8GDPR & Your Rights (EU / EEA)
If you are in the European Union or European Economic Area, you have the following rights under GDPR. Our lawful basis for processing your data is performance of a contract (delivering the service) and legitimate interests (improving the product and preventing fraud).
Right of access (Art. 15): Request a copy of all personal data we hold about you.
Right to rectification (Art. 16): Ask us to correct inaccurate or incomplete data.
Right to erasure (Art. 17): "Right to be forgotten" — request deletion of your personal data.
Right to restriction (Art. 18): Ask us to stop processing your data in certain circumstances.
Right to data portability (Art. 20): Receive your data in a structured, machine-readable format (JSON or CSV).
Right to object (Art. 21): Object to processing of your data for direct marketing.
Right to withdraw consent: Where we rely on consent, you may withdraw it at any time without affecting prior processing.
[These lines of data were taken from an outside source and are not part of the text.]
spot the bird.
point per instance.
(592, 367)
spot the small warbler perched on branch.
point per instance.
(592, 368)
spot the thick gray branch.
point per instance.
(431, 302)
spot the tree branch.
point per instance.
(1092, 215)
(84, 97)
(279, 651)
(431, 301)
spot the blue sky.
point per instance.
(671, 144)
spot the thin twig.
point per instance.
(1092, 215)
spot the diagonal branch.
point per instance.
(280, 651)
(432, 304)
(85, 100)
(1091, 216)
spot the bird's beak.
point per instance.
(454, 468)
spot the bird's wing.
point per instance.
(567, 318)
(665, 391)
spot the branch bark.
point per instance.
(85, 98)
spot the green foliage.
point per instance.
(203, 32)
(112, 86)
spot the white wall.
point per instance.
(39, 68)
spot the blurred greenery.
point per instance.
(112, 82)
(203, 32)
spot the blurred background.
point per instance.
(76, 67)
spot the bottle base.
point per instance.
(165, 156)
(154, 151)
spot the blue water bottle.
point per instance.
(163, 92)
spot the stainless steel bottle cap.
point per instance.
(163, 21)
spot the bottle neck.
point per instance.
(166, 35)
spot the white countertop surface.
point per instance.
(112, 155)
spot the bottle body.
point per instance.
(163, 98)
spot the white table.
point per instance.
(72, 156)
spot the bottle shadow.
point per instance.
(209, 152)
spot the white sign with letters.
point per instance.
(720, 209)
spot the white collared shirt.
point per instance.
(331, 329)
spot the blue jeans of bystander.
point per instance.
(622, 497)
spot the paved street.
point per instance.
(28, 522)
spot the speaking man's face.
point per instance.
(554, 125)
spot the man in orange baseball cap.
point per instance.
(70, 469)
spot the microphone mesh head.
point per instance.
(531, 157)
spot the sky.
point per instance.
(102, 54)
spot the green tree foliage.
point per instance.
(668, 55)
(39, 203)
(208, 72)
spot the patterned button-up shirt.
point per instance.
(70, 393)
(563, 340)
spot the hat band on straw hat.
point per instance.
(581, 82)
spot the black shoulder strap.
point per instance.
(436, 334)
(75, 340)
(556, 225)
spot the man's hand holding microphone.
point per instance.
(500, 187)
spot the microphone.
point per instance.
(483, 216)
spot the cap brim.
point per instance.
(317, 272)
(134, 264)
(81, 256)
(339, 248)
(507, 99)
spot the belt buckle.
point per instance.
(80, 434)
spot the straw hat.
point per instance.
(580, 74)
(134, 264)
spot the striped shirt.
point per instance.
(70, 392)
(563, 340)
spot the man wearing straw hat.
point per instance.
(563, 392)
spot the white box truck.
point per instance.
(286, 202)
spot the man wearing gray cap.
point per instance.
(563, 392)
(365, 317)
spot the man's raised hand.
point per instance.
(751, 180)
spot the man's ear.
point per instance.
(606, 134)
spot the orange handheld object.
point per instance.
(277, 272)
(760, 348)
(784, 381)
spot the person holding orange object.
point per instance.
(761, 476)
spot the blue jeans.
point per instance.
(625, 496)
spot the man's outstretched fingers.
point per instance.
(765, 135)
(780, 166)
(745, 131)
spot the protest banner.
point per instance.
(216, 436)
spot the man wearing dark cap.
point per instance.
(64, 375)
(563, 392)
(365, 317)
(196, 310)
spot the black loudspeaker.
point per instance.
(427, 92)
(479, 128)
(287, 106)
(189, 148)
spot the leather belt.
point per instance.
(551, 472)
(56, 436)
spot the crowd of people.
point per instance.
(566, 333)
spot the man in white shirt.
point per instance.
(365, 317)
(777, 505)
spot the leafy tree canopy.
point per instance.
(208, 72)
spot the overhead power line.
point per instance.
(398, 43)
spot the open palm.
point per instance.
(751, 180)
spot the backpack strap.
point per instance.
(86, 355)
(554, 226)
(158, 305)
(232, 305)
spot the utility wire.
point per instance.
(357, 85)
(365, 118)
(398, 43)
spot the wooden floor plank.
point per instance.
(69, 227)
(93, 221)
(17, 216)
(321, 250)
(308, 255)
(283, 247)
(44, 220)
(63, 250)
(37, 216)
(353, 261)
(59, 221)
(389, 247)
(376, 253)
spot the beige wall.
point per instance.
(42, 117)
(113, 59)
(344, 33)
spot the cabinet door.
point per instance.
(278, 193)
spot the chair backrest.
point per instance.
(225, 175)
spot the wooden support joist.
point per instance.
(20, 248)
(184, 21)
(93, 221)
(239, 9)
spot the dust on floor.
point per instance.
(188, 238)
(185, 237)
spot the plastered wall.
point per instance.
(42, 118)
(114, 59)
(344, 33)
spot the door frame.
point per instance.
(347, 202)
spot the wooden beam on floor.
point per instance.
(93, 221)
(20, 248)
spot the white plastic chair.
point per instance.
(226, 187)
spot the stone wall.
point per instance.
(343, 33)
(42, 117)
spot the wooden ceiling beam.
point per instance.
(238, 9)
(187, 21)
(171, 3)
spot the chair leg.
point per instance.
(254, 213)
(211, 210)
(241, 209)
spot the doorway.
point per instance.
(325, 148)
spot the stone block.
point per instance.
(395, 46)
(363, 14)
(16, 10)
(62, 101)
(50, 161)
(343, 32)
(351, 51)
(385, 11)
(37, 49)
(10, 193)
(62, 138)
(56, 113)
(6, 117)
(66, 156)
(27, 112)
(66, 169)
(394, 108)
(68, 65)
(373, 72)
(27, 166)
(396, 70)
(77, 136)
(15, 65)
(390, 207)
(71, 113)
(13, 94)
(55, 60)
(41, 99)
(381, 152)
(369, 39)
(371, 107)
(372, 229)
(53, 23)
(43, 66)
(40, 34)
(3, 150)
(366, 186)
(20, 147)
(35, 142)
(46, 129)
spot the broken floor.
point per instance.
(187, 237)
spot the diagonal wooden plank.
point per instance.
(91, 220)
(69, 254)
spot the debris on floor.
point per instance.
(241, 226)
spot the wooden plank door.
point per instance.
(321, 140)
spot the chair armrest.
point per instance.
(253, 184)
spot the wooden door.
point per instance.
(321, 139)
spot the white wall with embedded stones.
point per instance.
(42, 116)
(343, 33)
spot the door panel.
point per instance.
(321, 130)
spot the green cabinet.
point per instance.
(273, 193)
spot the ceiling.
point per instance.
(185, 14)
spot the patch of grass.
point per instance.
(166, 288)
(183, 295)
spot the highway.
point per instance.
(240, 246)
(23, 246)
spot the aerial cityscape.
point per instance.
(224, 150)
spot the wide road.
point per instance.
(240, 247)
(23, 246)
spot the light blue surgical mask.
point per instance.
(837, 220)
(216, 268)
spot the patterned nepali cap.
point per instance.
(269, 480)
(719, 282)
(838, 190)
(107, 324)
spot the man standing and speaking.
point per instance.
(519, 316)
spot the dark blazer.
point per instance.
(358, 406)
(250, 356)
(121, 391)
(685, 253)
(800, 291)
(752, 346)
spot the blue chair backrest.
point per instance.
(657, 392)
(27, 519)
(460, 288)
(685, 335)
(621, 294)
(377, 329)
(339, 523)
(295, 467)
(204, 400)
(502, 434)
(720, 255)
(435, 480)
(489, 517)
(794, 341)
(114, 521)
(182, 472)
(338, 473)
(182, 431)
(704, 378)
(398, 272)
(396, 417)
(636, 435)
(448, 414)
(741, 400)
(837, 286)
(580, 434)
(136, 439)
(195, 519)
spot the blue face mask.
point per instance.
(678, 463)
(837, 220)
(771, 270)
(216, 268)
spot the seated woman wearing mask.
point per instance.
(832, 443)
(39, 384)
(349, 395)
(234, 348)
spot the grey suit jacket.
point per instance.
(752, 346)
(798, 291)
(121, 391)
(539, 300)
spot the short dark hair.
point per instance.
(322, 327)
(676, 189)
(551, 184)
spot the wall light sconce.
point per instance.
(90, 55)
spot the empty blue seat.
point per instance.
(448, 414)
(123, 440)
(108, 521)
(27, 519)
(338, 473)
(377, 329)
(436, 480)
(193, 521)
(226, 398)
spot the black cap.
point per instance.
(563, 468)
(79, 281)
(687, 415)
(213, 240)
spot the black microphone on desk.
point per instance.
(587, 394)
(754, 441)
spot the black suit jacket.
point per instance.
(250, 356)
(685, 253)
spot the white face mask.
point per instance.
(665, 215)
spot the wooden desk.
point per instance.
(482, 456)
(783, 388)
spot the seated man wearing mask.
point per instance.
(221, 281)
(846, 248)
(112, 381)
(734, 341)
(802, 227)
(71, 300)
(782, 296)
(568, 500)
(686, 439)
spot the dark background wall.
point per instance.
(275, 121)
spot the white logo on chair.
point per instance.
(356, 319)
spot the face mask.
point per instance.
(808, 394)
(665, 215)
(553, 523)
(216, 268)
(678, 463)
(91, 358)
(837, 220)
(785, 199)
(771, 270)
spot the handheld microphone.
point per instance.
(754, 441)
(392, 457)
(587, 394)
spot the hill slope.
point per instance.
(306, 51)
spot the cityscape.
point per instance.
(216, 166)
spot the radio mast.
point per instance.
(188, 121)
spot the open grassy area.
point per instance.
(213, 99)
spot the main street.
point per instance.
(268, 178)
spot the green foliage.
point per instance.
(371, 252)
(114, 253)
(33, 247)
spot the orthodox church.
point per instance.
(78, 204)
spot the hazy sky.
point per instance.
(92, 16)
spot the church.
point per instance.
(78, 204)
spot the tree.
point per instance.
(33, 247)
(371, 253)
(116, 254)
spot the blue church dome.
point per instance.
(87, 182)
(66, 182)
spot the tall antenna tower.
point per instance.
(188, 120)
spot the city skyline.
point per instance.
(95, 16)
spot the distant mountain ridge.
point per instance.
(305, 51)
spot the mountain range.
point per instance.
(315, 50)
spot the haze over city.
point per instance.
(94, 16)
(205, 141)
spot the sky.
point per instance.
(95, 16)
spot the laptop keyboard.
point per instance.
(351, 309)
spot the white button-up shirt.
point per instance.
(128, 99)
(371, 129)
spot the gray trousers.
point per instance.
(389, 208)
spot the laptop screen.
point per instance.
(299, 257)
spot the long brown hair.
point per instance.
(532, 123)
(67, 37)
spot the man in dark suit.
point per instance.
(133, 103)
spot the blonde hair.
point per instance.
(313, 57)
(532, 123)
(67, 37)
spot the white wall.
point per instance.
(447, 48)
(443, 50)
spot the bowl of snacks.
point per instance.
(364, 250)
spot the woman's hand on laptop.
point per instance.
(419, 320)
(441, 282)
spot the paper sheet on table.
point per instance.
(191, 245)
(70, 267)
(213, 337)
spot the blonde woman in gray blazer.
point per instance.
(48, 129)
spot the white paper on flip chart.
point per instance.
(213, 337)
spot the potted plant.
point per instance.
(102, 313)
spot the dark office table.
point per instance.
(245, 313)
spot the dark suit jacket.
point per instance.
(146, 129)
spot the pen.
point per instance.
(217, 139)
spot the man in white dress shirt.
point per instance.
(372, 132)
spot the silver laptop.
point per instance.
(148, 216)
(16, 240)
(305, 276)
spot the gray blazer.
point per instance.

To exercise any right, email hello@deadleadco.com. We will respond within 30 days. You also have the right to lodge a complaint with your local data protection authority.
Data transfers outside the EU/EEA: our sub-processors (Supabase, Anthropic, Stripe) are based in the US and operate under Standard Contractual Clauses (SCCs) or are covered by equivalent safeguards.
9Cookies
We use strictly necessary session cookies to keep you logged in. We do not use advertising trackers, third-party analytics cookies, or cross-site tracking.
You can disable cookies in your browser settings, but this will prevent you from staying logged in to the app.
10Children's Privacy
Our service is not directed at individuals under 16 years of age. We do not knowingly collect personal data from children. If you believe we have inadvertently done so, please contact us immediately.
11Changes to This Policy
We may update this policy periodically. When we do, we will revise the "Last updated" date at the top and, for material changes, notify you by email or an in-app notice at least 14 days in advance. Continued use after the effective date constitutes acceptance.